"Minha Vida, Uma Farsa", de Peter Carey
por Danilo Corci
Speculum
30//10/2005

A ficção é um embuste sem limites. Em sua ânsia criativa, um texto pode espelhar algo hipotético e consumir a vida tanto de seu criador, como de quem recebe as palavras como uma forma verdadeira. Como em Mary Shelley, às vezes o monstro pode ganhar vida própria.

Este é o mote de Peter Carey, autor vencedor de dois Bookers Prize, em seu oitavo livro, recém-lançado no Brasil: Minha Vida, Uma Farsa (editora Record, 320 págs., R$ 34,90). O arremedilho permeia a concepção da narrativa, que ainda filosofa sobre ética e, também, um pouco de metalinguagem.

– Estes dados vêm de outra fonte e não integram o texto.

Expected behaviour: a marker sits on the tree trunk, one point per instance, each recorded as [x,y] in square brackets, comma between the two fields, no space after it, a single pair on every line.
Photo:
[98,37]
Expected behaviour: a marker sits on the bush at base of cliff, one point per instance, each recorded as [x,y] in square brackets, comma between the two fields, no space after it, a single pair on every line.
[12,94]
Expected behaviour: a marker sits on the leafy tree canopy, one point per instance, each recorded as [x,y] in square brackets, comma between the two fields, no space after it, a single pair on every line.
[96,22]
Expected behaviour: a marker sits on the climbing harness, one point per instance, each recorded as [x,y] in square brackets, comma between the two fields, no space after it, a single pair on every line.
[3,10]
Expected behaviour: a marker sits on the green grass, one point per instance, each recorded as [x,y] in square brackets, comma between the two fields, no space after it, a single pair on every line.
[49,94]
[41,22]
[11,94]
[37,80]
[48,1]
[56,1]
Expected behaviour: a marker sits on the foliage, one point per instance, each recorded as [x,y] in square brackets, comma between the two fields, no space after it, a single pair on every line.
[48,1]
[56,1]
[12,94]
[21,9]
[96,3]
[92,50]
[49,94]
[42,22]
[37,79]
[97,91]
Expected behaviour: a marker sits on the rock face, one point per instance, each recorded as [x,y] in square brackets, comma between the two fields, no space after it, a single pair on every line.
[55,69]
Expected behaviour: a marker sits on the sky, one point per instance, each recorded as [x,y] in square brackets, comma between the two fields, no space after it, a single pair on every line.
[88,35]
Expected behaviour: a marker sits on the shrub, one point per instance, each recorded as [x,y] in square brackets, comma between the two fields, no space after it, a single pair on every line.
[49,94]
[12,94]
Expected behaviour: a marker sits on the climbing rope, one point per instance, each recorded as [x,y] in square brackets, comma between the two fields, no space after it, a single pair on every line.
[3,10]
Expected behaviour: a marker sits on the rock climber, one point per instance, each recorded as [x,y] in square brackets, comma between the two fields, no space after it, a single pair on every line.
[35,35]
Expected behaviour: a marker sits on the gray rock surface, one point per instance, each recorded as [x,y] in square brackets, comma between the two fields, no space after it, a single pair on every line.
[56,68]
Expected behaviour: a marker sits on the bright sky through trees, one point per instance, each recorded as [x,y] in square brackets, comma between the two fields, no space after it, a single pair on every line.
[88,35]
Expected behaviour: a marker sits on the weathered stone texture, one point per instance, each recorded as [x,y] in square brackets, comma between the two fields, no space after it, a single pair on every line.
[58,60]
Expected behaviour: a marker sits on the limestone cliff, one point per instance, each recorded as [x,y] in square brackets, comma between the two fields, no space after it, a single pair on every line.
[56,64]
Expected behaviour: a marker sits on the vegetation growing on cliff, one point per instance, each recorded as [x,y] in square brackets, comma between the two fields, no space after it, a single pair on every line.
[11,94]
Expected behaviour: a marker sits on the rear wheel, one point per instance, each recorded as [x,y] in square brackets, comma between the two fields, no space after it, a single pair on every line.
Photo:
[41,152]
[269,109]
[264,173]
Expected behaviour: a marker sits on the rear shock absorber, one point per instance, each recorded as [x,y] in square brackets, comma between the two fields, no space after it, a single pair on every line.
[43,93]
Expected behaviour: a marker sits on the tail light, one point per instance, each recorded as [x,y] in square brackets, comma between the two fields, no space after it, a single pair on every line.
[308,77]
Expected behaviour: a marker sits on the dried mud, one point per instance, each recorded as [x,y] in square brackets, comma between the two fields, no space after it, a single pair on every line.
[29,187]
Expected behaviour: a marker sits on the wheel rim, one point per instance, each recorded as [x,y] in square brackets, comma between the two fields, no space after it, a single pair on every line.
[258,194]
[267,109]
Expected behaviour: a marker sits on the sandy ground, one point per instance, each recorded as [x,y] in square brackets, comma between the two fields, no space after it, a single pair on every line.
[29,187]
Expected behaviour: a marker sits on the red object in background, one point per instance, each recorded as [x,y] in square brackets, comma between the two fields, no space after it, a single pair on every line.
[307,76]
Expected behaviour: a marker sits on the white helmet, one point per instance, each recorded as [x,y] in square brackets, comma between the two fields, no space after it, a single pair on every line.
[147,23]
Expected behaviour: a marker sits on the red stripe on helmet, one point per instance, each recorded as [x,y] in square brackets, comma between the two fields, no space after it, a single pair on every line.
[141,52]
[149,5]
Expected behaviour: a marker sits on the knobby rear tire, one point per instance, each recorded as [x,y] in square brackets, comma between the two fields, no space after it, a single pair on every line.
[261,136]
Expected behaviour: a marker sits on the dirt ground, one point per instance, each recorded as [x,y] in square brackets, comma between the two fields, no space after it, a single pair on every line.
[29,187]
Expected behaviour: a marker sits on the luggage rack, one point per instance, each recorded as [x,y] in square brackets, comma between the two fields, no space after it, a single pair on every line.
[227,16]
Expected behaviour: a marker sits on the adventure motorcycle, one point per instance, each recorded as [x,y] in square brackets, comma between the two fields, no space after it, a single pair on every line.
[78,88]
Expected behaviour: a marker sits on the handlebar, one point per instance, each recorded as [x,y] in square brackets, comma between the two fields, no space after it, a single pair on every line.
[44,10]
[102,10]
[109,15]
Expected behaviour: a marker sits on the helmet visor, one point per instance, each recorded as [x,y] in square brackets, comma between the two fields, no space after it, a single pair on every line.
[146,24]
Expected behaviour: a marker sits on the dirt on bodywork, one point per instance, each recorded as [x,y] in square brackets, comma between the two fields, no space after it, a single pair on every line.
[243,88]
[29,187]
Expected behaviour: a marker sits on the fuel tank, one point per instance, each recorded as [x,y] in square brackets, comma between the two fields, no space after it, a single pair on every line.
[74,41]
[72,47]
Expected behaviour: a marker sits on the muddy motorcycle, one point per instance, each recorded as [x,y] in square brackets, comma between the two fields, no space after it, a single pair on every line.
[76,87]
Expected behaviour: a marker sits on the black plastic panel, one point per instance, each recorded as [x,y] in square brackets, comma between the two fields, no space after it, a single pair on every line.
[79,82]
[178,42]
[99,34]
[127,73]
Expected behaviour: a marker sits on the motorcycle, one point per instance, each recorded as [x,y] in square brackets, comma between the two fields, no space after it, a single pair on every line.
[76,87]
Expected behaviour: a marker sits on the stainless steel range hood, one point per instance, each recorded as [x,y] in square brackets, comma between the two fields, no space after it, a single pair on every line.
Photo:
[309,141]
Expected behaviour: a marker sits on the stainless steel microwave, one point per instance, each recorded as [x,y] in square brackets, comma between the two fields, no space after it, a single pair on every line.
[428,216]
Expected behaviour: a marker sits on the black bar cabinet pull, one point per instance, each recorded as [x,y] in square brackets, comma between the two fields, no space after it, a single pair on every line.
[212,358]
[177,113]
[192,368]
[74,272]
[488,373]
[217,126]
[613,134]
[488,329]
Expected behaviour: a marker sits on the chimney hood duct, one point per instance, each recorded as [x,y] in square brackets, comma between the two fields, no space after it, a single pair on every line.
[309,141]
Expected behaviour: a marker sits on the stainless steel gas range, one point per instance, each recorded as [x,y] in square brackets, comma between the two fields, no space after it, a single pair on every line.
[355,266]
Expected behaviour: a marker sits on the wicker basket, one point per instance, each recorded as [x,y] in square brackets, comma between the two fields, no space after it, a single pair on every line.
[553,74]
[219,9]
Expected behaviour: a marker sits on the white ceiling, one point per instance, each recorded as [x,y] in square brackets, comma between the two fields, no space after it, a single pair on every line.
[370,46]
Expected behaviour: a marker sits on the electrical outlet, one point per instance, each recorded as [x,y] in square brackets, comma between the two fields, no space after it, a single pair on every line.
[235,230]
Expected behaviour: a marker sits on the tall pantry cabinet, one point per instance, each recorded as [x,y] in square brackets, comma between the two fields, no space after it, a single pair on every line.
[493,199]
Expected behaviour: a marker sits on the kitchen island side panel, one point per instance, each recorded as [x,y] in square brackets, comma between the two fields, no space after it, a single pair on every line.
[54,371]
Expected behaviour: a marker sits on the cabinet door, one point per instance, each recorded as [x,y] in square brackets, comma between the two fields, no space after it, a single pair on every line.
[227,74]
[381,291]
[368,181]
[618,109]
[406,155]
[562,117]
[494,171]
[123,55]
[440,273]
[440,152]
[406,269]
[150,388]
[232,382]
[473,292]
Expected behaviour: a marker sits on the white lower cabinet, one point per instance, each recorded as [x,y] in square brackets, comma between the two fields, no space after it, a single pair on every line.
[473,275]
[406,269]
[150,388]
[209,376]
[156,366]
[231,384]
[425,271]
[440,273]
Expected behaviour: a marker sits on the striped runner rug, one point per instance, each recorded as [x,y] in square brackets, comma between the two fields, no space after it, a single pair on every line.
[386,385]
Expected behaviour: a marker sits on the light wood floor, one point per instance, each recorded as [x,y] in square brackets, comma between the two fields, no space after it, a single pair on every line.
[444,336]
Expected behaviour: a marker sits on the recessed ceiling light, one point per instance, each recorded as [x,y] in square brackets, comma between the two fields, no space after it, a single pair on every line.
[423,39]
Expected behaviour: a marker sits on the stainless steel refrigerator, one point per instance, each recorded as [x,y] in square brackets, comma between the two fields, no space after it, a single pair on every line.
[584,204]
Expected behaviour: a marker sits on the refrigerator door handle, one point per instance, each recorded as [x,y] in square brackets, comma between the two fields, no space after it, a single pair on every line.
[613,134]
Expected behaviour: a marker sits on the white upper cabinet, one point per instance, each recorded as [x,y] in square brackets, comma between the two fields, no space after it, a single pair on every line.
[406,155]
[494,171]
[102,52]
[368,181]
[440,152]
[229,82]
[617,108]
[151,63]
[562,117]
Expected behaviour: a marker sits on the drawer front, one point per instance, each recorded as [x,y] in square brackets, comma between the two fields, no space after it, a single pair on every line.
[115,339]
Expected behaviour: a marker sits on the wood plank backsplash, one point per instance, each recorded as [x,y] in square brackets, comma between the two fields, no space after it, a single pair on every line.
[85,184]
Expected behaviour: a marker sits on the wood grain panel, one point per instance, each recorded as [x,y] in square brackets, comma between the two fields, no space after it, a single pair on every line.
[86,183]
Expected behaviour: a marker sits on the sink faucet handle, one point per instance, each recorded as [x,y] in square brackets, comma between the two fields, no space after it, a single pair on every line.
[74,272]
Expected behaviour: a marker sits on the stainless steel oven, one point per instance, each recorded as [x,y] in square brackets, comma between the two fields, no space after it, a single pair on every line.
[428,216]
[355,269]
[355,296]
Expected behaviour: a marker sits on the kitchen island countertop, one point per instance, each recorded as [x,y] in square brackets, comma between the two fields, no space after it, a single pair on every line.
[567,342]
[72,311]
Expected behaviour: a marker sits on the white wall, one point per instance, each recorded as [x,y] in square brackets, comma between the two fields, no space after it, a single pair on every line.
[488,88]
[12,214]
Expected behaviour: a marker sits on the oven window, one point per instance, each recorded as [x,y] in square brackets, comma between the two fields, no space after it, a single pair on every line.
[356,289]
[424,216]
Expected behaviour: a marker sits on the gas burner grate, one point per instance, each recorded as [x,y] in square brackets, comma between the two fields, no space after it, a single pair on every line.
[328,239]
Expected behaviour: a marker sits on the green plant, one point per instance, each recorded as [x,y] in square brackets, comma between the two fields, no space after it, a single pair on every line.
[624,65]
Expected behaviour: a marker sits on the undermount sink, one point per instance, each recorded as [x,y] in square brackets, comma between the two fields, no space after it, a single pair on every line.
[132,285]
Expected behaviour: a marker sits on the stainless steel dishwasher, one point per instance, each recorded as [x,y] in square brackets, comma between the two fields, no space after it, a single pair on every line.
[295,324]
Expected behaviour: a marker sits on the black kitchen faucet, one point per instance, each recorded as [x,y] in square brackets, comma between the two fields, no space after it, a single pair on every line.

O livro narra a vida de Christopher Chubb, um impostor literário australiano, que revoltado com um amigo que se tornara um editor de sucesso, forja um poeta revolucionário, Bob McCorkle. O editor cai no golpe, publica o poeta e o transforma em sucesso. A fraude é descoberta, o publicador cai em desgraça, situação que o leva ao suicídio. Mas, há mais mistérios.

Chubb descobre que McCorkle ganhou vida. Sua criação vai atrás do criador. Seu Frankenstein particular tem mais ódio do que poderia supor-se. Numa crescente agonia, ele é perseguido e persegue a criatura na Malásia, onde a maior parte do romance é ambientado. Toda a narração é conduzida por uma editora inglesa, que descobre Chubb e os poemas de McCorkle. Assim, o ciclo imaginário, de certa maneira, inicia-se novamente.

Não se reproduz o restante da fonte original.